Ordinariamente a manifestação da soberania popular como poder originário não toma uma forma pré-concebida legalmente, manifestando-se com a feição de uma pressão contínua e crescente. Nada obstaria, no entanto, que se valesse o povo de um plebiscito, por exemplo, acerca do Júri para que, dentro dos ditames da igualdade, emergisse a vontade da maioria e se fosse o caso se suprimisse ou alterasse o texto do inciso XXXVIII do art. 5º. Não se fere a Constituição pois o poder fundante dela tem plena disposição.


11. Conclusões.

Em um plano ôntico – ontológico, como dizem Zaffaroni e Pierangelli, o homem é um ser absolutamente livre para fazer suas escolhas, observadas certas condições, ao menos no que diz respeito a um sistema normativo penal. Não obstante, remanescem fatores de condicionamento como a razão, o instinto, a moral e a ética que nos conduzem a eleger valores e objetivos de forma mais ou menos delimitável. Pela racionalidade que nos é inerente, reforçada pelo instinto de sobrevivência, evoluímos naturalmente e por isso nossas escolhas e valores são dinâmicos. Por outro lado, a vida em sociedade, que é uma escolha que o instinto e a razão se nos impõem, implica escolhas e valores comuns.
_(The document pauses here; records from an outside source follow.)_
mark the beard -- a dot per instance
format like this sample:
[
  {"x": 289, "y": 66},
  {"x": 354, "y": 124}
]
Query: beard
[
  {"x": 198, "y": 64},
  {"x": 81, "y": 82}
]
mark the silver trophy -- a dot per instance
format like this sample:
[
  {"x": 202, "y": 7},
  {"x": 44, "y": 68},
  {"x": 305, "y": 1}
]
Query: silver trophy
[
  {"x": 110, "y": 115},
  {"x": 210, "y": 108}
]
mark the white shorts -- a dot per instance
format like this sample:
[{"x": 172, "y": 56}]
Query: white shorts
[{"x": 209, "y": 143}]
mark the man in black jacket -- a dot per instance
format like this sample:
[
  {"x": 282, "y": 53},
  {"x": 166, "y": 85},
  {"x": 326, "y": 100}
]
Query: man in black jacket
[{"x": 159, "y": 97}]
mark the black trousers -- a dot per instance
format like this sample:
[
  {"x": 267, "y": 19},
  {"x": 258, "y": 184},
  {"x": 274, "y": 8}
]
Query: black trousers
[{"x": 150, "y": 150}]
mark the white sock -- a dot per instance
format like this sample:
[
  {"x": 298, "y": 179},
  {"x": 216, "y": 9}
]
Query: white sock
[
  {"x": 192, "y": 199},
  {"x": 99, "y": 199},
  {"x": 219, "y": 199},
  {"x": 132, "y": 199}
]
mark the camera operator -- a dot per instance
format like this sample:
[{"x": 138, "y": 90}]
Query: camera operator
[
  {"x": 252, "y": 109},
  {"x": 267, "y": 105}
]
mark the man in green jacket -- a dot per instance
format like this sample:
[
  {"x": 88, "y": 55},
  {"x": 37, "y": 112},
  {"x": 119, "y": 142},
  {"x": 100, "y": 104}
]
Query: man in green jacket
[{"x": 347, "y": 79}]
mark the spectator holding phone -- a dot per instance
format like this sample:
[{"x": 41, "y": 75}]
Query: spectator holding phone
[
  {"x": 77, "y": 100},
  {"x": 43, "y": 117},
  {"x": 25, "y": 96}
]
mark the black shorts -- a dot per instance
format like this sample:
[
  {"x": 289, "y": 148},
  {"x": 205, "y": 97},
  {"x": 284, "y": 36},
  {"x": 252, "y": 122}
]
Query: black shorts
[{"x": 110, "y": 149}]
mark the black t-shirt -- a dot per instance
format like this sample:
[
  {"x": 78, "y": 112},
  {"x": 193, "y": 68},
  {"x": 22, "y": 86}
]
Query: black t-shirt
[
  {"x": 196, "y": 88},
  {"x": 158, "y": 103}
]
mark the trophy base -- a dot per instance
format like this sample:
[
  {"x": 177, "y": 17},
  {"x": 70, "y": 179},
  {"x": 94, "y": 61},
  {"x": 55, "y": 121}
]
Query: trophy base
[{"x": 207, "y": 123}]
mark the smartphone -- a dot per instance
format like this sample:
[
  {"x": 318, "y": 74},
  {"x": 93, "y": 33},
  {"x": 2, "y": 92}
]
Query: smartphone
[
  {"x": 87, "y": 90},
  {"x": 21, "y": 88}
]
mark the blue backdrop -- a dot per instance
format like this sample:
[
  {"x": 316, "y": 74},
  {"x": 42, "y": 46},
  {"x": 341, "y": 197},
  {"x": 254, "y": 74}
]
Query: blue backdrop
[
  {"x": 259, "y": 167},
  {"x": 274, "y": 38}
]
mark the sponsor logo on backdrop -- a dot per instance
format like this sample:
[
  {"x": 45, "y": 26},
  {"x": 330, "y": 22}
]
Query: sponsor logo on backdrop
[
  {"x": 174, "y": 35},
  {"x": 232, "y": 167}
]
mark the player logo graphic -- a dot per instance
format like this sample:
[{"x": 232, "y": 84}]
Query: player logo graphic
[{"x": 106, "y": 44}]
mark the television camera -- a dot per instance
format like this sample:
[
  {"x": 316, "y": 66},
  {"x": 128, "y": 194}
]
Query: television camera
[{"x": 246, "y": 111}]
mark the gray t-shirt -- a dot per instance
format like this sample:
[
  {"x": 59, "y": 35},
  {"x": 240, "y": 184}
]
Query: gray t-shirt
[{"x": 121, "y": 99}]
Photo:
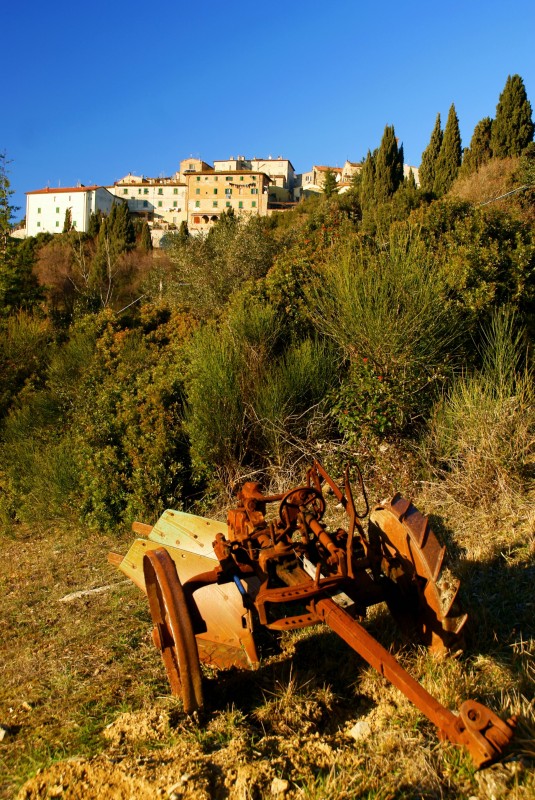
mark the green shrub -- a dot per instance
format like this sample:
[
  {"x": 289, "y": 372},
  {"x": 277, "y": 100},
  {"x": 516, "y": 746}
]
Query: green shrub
[
  {"x": 481, "y": 437},
  {"x": 384, "y": 307},
  {"x": 24, "y": 341},
  {"x": 252, "y": 394}
]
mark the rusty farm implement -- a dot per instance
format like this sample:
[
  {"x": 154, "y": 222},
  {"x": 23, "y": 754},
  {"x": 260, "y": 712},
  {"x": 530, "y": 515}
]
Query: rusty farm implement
[{"x": 212, "y": 586}]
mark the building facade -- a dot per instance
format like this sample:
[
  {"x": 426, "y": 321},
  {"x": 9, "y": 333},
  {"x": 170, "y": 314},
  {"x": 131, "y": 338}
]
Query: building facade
[
  {"x": 211, "y": 193},
  {"x": 46, "y": 208},
  {"x": 161, "y": 201}
]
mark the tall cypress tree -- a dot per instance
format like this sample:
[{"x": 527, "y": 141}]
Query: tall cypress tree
[
  {"x": 367, "y": 181},
  {"x": 512, "y": 129},
  {"x": 429, "y": 158},
  {"x": 67, "y": 223},
  {"x": 388, "y": 166},
  {"x": 480, "y": 150},
  {"x": 450, "y": 156},
  {"x": 329, "y": 183},
  {"x": 146, "y": 239}
]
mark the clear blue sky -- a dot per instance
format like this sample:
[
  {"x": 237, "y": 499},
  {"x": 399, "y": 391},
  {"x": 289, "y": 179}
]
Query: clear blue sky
[{"x": 93, "y": 91}]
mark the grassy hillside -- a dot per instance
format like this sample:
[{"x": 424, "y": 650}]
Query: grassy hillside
[{"x": 398, "y": 335}]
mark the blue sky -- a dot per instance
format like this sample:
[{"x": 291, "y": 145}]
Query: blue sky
[{"x": 97, "y": 90}]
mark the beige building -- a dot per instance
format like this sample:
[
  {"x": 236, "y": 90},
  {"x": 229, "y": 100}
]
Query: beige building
[
  {"x": 46, "y": 208},
  {"x": 280, "y": 171},
  {"x": 161, "y": 201},
  {"x": 210, "y": 193}
]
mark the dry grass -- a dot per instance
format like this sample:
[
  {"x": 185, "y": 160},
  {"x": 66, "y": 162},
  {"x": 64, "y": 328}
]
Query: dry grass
[
  {"x": 82, "y": 680},
  {"x": 493, "y": 179}
]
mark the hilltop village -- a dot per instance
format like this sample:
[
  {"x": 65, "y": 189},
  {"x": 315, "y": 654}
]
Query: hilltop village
[{"x": 197, "y": 194}]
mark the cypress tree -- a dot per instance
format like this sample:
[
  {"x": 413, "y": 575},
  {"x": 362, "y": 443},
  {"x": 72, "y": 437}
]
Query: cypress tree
[
  {"x": 388, "y": 166},
  {"x": 146, "y": 239},
  {"x": 429, "y": 158},
  {"x": 480, "y": 150},
  {"x": 367, "y": 181},
  {"x": 410, "y": 181},
  {"x": 450, "y": 156},
  {"x": 512, "y": 129},
  {"x": 94, "y": 224}
]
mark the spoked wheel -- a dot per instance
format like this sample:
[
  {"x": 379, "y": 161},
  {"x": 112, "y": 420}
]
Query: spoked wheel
[
  {"x": 423, "y": 593},
  {"x": 305, "y": 497},
  {"x": 173, "y": 633}
]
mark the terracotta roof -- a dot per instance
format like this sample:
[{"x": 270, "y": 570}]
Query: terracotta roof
[{"x": 62, "y": 189}]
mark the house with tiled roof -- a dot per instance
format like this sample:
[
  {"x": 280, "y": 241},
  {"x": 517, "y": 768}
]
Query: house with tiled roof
[
  {"x": 46, "y": 208},
  {"x": 313, "y": 182}
]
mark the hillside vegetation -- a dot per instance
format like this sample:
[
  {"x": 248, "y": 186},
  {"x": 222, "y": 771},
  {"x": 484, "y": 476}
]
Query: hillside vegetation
[{"x": 393, "y": 329}]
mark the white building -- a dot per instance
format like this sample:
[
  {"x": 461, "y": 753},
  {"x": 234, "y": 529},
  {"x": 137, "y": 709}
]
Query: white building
[
  {"x": 46, "y": 208},
  {"x": 279, "y": 170}
]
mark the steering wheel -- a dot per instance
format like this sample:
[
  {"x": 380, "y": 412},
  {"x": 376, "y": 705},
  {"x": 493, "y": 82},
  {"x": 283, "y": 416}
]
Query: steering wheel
[{"x": 294, "y": 500}]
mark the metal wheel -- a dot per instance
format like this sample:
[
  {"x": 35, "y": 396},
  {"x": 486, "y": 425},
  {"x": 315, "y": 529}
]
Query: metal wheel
[
  {"x": 422, "y": 594},
  {"x": 306, "y": 496},
  {"x": 173, "y": 633}
]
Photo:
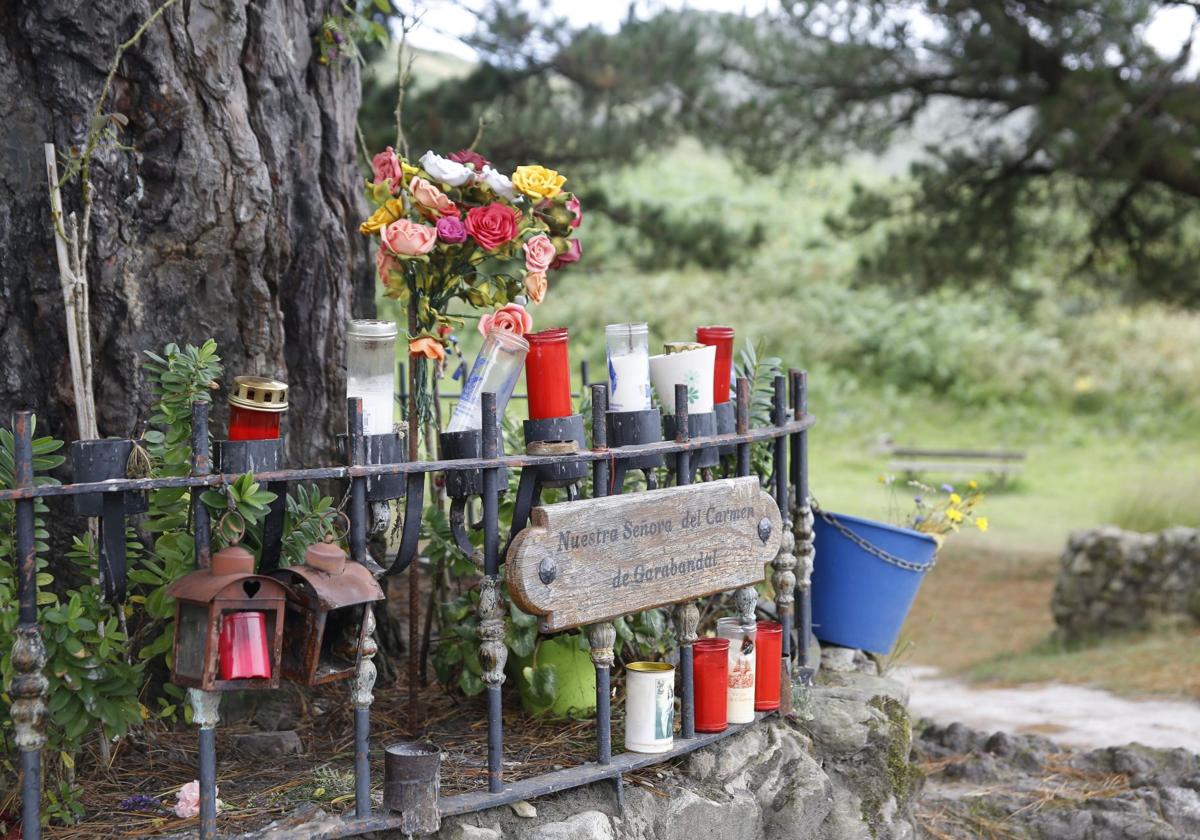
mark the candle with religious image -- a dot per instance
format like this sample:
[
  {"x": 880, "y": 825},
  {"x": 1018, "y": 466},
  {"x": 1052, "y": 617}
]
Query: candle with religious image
[{"x": 742, "y": 669}]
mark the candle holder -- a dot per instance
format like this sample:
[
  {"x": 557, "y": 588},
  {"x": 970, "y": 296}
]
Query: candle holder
[
  {"x": 462, "y": 447},
  {"x": 568, "y": 430},
  {"x": 634, "y": 429},
  {"x": 234, "y": 457},
  {"x": 726, "y": 424},
  {"x": 699, "y": 426},
  {"x": 390, "y": 448},
  {"x": 412, "y": 781}
]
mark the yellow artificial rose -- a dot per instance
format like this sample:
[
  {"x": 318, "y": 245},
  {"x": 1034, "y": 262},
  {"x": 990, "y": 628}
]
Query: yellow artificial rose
[
  {"x": 389, "y": 213},
  {"x": 538, "y": 181}
]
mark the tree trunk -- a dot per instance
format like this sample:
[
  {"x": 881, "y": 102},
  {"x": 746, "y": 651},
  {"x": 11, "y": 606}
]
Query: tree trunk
[{"x": 231, "y": 213}]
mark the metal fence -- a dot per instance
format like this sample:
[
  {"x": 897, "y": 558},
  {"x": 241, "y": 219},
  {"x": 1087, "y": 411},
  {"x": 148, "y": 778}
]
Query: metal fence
[{"x": 787, "y": 433}]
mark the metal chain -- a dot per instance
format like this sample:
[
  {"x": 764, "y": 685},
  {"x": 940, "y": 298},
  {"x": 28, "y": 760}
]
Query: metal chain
[{"x": 870, "y": 549}]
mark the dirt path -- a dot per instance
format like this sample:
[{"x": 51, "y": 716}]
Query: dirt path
[{"x": 1068, "y": 714}]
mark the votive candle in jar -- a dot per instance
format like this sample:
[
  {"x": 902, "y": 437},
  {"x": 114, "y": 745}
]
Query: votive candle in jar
[
  {"x": 721, "y": 337},
  {"x": 371, "y": 372},
  {"x": 742, "y": 669},
  {"x": 768, "y": 652},
  {"x": 649, "y": 707},
  {"x": 711, "y": 675},
  {"x": 629, "y": 366},
  {"x": 256, "y": 407},
  {"x": 496, "y": 369},
  {"x": 549, "y": 375}
]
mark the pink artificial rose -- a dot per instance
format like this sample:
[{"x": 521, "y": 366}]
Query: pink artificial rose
[
  {"x": 492, "y": 225},
  {"x": 187, "y": 802},
  {"x": 385, "y": 263},
  {"x": 535, "y": 286},
  {"x": 540, "y": 252},
  {"x": 451, "y": 231},
  {"x": 510, "y": 318},
  {"x": 430, "y": 198},
  {"x": 573, "y": 253},
  {"x": 387, "y": 168},
  {"x": 409, "y": 239}
]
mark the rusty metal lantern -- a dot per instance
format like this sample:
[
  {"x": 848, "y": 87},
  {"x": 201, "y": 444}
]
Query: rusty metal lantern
[
  {"x": 207, "y": 603},
  {"x": 328, "y": 599}
]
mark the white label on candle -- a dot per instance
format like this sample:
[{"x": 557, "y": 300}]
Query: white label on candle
[
  {"x": 377, "y": 402},
  {"x": 741, "y": 697},
  {"x": 629, "y": 383}
]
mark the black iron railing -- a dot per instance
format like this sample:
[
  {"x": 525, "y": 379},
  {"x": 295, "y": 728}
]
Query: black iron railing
[{"x": 787, "y": 431}]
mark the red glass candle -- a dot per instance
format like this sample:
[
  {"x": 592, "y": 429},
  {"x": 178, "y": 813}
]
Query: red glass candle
[
  {"x": 768, "y": 652},
  {"x": 549, "y": 375},
  {"x": 244, "y": 651},
  {"x": 711, "y": 672},
  {"x": 256, "y": 407},
  {"x": 721, "y": 337}
]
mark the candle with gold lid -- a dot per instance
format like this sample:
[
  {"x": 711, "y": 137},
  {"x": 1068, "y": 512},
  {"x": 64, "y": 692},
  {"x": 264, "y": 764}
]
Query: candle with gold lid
[{"x": 256, "y": 407}]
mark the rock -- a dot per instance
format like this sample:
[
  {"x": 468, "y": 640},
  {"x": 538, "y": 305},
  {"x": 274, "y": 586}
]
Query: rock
[
  {"x": 845, "y": 660},
  {"x": 1115, "y": 581},
  {"x": 468, "y": 832},
  {"x": 523, "y": 809},
  {"x": 1039, "y": 790},
  {"x": 690, "y": 816},
  {"x": 586, "y": 826},
  {"x": 268, "y": 744}
]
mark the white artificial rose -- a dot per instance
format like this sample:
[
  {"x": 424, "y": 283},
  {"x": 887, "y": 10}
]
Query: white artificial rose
[
  {"x": 498, "y": 183},
  {"x": 445, "y": 171}
]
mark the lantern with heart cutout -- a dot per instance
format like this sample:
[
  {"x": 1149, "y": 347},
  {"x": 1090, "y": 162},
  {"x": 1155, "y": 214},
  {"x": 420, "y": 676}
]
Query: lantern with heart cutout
[{"x": 228, "y": 625}]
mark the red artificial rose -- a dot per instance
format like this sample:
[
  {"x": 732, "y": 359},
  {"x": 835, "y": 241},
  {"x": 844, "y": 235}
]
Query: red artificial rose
[{"x": 493, "y": 225}]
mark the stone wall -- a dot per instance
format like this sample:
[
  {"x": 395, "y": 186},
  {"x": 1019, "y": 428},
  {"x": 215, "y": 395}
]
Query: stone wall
[
  {"x": 1114, "y": 581},
  {"x": 845, "y": 773}
]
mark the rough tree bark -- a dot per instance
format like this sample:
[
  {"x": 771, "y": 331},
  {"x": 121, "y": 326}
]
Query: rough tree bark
[{"x": 232, "y": 214}]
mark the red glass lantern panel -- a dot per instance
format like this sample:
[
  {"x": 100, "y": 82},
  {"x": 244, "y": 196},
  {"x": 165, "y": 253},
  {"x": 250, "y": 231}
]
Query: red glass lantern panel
[{"x": 245, "y": 648}]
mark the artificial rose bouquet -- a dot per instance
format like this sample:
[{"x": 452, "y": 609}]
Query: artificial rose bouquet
[{"x": 455, "y": 227}]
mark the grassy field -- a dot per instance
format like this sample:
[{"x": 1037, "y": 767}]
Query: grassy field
[{"x": 1099, "y": 396}]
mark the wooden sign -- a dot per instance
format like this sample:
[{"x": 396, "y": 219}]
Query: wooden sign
[{"x": 595, "y": 559}]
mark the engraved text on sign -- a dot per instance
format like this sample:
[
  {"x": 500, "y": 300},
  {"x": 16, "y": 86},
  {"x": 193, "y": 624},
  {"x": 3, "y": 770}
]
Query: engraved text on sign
[{"x": 595, "y": 559}]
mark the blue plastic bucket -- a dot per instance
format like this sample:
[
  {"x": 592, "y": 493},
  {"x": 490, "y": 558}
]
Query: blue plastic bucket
[{"x": 861, "y": 598}]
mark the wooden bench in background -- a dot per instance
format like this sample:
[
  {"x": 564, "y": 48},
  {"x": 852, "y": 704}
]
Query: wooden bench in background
[{"x": 913, "y": 461}]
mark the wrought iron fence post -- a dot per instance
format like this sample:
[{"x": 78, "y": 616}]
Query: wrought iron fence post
[
  {"x": 363, "y": 685},
  {"x": 202, "y": 465},
  {"x": 601, "y": 637},
  {"x": 784, "y": 576},
  {"x": 747, "y": 598},
  {"x": 802, "y": 528},
  {"x": 492, "y": 651},
  {"x": 687, "y": 616},
  {"x": 29, "y": 684},
  {"x": 205, "y": 705},
  {"x": 207, "y": 714}
]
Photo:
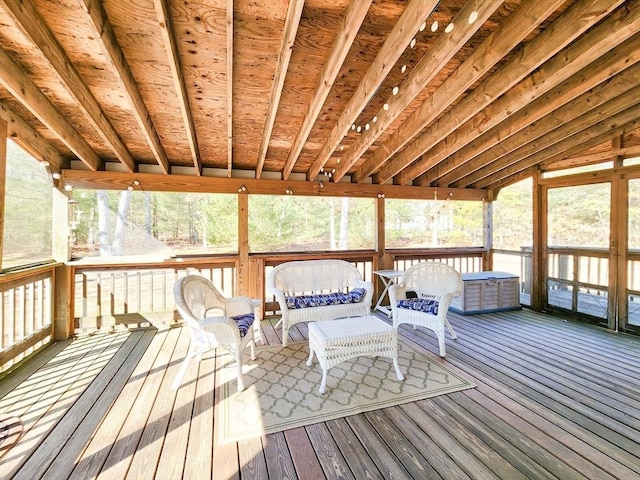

Estes valores e escolhas, pelo seu caráter dinâmico alteram-se no tempo e no espaço e são assegurados pela superestrutura supra – individual do Estado através do Direito. No atual estágio de desenvolvimento de nossa sociedade, como sói acontecer em quase todo hemisfério ocidental a organização sócio – político – jurídica prestigia como um dos valores – fins máximos a segurança jurídica, reconhecendo-a como conditio sine qua nom da realização individual e atribuindo ao Estado e ao Direito, sem que se possa na prática separá-los absolutamente, a missão de velar para que as pautas de conduta individual se adstrinjam aos valores eleitos.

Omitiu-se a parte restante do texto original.